A constituição de uma família é, de um modo geral, um sonho de qualquer casal. Nele se incluem a vida familiar, a extensão genética e as experiências com a gravidez, o parto, a amamentação e a educação de uma criança.

Descobrir que existe dificuldade em engravidar pode levar o casal a sentimentos dolorosos, de difícil compreensão e controlo. A confusão instala-se rapidamente, dando origem a sentimentos de frustração e de medo, sucedendo-se as perguntas. Porquê nós? Por que não conseguimos? Será que é para sempre? Será que nunca vou ser mãe/pai?

Por vezes os membros do casal isolam-se achando que não haverá solução para os seus problemas. Cada criança que vêem na rua com os seus amigos mais contribui para agravar a situação, sentindo-se diferentes e incompreendidos por todos. A infertilidade passa a ser assumida como um castigo, amplificando-se o sentimento de fracasso em ser mãe/pai.

Para estes sentimentos e perguntas contribui, muitas vezes, o total desconhecimento do que é a infertilidade e de que esta pode ter cura.

O primeiro estudo epidemiológico sobre infertilidade em Portugal, denominado Afrodite, realizado em 2009 por investigadores da Faculdade de Medicina da Universidade do Porto (FMUP), revelou que cerca de 40 por cento dos inquiridos sobre infertilidade acreditavam que o problema estava associado à vontade de Deus, 31 por cento achavam que se tratava de uma questão de sorte ou destino e 52 por cento estavam convictos de que o uso prolongado de contracepção oral levava a infertilidade.

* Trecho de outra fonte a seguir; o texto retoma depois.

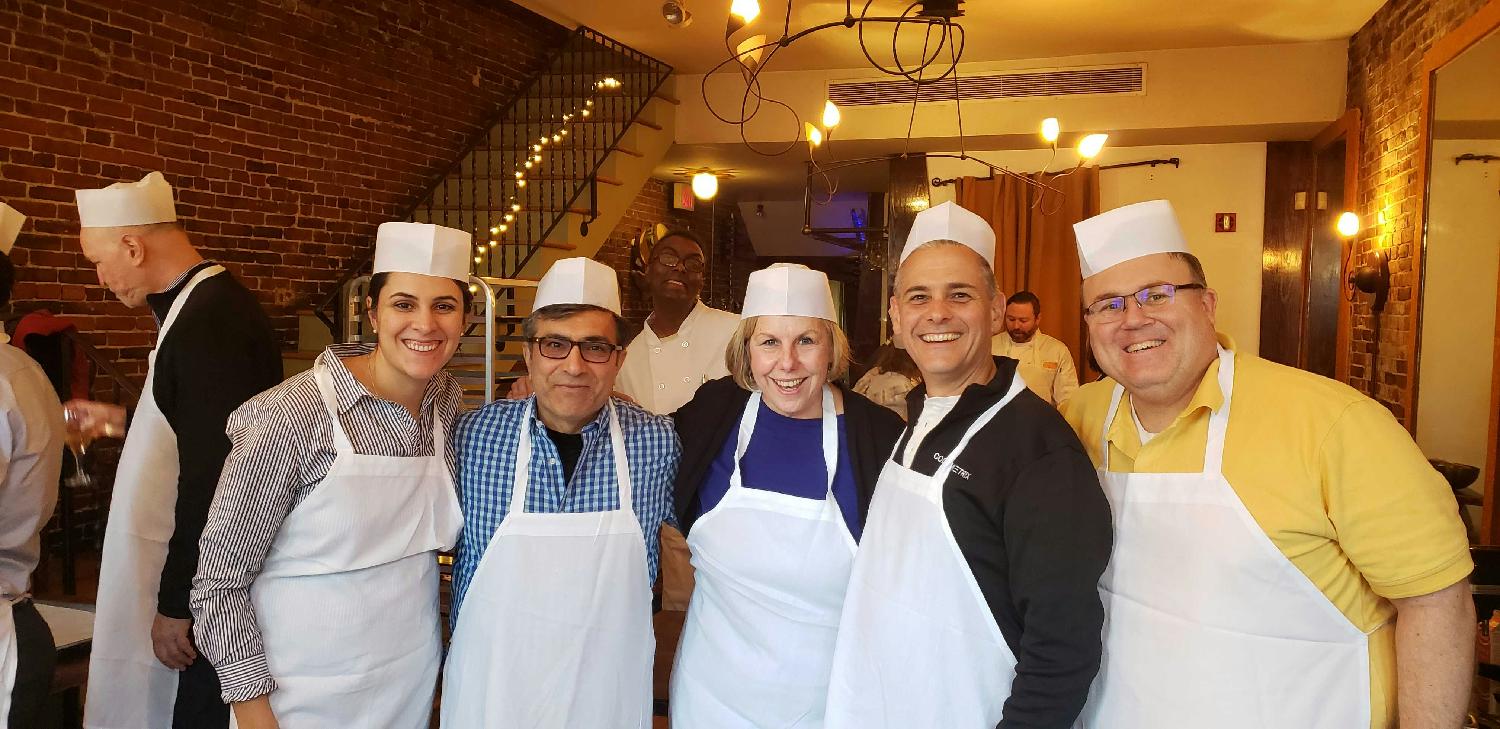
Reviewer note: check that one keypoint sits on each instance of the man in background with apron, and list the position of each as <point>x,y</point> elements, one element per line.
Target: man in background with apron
<point>563,494</point>
<point>1046,363</point>
<point>1284,554</point>
<point>30,459</point>
<point>974,597</point>
<point>213,351</point>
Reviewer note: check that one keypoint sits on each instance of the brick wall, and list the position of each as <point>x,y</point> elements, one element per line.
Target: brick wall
<point>729,255</point>
<point>291,129</point>
<point>1385,66</point>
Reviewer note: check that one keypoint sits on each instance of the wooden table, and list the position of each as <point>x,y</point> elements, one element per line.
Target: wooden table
<point>72,630</point>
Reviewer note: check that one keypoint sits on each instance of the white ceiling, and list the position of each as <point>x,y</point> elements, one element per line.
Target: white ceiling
<point>996,29</point>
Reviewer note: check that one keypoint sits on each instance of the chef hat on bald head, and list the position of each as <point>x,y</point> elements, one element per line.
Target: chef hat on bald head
<point>123,204</point>
<point>951,222</point>
<point>1128,233</point>
<point>9,227</point>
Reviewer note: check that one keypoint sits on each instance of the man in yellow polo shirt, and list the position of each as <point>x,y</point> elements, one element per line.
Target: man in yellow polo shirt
<point>1284,555</point>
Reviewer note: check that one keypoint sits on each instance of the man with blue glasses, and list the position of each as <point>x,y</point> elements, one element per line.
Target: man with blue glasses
<point>1283,552</point>
<point>563,494</point>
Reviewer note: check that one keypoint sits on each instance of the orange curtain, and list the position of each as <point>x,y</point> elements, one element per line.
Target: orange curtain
<point>1034,245</point>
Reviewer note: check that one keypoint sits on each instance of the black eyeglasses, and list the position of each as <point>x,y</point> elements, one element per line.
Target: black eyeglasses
<point>1149,297</point>
<point>558,348</point>
<point>674,261</point>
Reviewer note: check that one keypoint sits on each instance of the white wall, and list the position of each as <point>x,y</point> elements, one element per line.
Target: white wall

Havia até quem pensasse (nove por cento) que a culpa era dos preservativos.

Para além de ter revelado um preocupante desconhecimento por parte da população sobre este problema de saúde, o estudo permitiu concluir que nove a dez por cento dos casais portuguesas (entre 260 a 290 mil casais) têm problemas de infertilidade. Outra das importantes conclusões do projeto Afrodite é que cerca de um terço das portuguesas inférteis desconhece a causa da sua infertilidade. Perante estes dados é importante dar a conhecer a doença que, por razões de vária natureza, tem vindo a aumentar nos últimos anos.

Infertilidade: as causas e o diagnóstico

A infertilidade é considerada pela Organização Mundial de Saúde (OMS) um problema de saúde pública, definido como uma doença do sistema reprodutivo (falência dos órgãos reprodutores, dos gâmetas ou do produto de conceção), que se traduz na incapacidade de obter uma gravidez após 12 meses ou mais de relações sexuais regulares e sem uso de contracepção.

Esta definição é válida para o casal com vida sexual frequente, plena de amor e prazer, em que ambos não conhecem qualquer tipo de causa de infertilidade que os atinja. Também se inclui na infertilidade toda a situação em que a gravidez é alcançada pelo casal, mas não chega ao seu termo de modo viável (abortamentos de repetição).

A infertilidade pode classificar-se em primária, quando não houve gravidez prévia, e secundária, nas restantes situações, ainda que tenha resultado em aborto ou ectópica.

Apesar de geralmente ser considerada como um problema da mulher, apenas uma parte dos casos se deve a causas exclusivamente femininas. Também pode ser devido ao homem e a situações de "infertilidade inexplicada", responsáveis igualmente por uma parte significativa dos diagnósticos de infertilidade.

No feminino, a doença pode dever-se a ausência de ovulação, insuficiente produção de progesterona a partir do corpo amarelo, obstrução ou lesão das trompas de Falópio (que transportam os ovócitos do ovário para o útero), impedindo os espermatozoides de alcançar e fertilizar o ovócito, ou problemas a nível do endométrio, que impossibilitem a adequada implantação do embrião. Além destas causas, a infertilidade pode também dever-se à não existência de quantidade suficiente de muco no colo do útero ou a este ser de má qualidade ou ainda por incompatibilidade entre o muco e os espermatozoides.

No homem, a infertilidade pode dever-se à má qualidade do esperma, número insuficiente de espermatozoides, espermatozoides com problemas de motilidade ou morfologia anormal, problemas sexuais, tais como a disfunção eréctil ou dificuldades na ejaculação, ou ainda ao bloqueio ou malformação dos túbulos que transportam o esperma.

A juntar a estes e à inexorável marcha do relógio biológico, existe uma série de outros fatores que influenciam a fertilidade.

Ao contrário do que se afirma e pensa, uma elevada frequência de relações sexuais é benéfica e não diminui a qualidade do sémen. Não devem é ocorrer com a intenção obssesiva de se alcançar a conceção por não haver contracetivo mais eficaz do que o desejo imperativo de ter um filho.

A infertilidade também pode ser hereditária. Nesse sentido deve avaliar-se cuidadosamente a história familiar no que respeita a casos de infertilidade, casamentos intrafamiliares e doenças genéticas, hematológicas, respiratórias, cardiovasculares, endócrinas, auto-imunes, renais, neurológicas, psiquiátricas e oncológicas.

Várias substâncias químicas e estados de saúde infuenciam a qualidade dos ovócitos e dos espermatozoides, podendo afetar o desenvolvimento da placenta e do feto. A nicotina, álcool, drogas, químicos industriais, poluição do ar, químicos alimentares, radiações, medicamentos, o sedentarismo, obesidade ou a magreza excessiva estão entre os fatores mais relevantes.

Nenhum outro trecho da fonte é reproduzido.